Mullah Abdul Ghani Baradar, centre, the Taliban’s deputy leader, at a peace conference in Moscow in March 2021. Photograph: Reuters

Ruttig makes the point, however, that the Taliban – “unlike other armed insurgent groups elsewhere” – have never developed a political wing distinct from their military arm, with the closest to a political structure being a negotiations office in Doha.

The job of governing, not least the problem-solving involved, is once again likely to be constrained by what they regard as religiously appropriate within their very narrow strictures.

The Taliban have also dodged the issue recently of what form of government they envisage, although remarks by some officials on Sunday have indicated that they plan to return to the previous Islamic emirate model. Suggestions in recent interventions that the Taliban understand that they may have to share power more openly with other interests in Afghanistan may no longer hold given the scale of their recent victory.

Who will be driving whatever form of government emerges?

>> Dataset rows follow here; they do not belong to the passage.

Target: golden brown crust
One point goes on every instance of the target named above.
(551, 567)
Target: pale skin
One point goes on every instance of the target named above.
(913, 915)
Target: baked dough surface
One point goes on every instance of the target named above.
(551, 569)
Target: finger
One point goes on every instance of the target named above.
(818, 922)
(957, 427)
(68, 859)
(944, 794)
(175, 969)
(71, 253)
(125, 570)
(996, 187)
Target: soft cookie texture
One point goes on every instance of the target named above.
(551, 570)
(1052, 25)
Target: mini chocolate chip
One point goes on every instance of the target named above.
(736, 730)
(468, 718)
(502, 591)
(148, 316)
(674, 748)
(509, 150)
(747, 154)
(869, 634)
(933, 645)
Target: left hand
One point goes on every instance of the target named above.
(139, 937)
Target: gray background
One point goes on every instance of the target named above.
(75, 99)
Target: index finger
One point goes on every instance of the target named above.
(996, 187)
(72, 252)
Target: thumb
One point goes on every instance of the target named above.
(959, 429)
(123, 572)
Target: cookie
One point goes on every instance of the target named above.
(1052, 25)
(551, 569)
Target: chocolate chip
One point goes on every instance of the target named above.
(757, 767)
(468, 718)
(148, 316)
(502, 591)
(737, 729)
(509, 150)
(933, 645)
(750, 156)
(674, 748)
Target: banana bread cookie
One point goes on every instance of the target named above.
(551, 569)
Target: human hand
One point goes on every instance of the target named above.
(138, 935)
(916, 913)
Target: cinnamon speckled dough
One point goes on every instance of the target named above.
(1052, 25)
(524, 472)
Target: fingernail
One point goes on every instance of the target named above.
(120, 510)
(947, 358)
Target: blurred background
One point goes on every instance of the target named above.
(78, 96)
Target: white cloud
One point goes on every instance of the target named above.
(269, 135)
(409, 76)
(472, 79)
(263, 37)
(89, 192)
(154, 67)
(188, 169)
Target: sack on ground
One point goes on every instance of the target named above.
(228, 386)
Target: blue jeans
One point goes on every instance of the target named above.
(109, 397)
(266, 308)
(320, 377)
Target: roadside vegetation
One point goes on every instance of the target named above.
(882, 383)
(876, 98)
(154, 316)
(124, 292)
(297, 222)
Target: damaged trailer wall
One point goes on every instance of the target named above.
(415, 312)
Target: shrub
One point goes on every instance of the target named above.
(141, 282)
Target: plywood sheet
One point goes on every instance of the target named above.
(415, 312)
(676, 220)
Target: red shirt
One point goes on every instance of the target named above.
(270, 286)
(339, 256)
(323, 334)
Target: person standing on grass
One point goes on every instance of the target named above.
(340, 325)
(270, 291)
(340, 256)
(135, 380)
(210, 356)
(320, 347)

That is not entirely clear. The Taliban’s leadership and decision-making structures are complicated, incorporating different networks. However, it has been suggested that the Taliban were most interested in wanting to pursue a top-down, centralised form of government, including an Iranian model with a religious council over an elected president.

What about issues such as women’s rights?

The new iteration of the Taliban has paid lip service – albeit in often very contradictory statements – to what it says is a less harsh approach to women than in the 1990s, though much of it seems designed for external consumption during the negotiations in Qatar.

The deputy leader Mullah Abdul Ghani Baradar’s public statement that the kind of women’s rights promoted under the US-led intervention only led to immorality and anti-Islamic values is probably more indicative of where the Taliban stand on the issue.

Will the Taliban host groups such as al-Qaida?

In the peace deal signed with the US last year, the Taliban pledged to fight terrorism and prevent Afghanistan from again becoming a base for attacks, but that is clearly a major worry in the west.

Earlier this year, the Pentagon’s top leaders said an extremist group such as al-Qaida may be able to regenerate in Afghanistan, and officials are now warning that such groups could grow much faster than expected. Afghanistan is also home to an Islamic State group affiliate that has carried out a wave of horrific attacks targeting its Shia minority in recent years.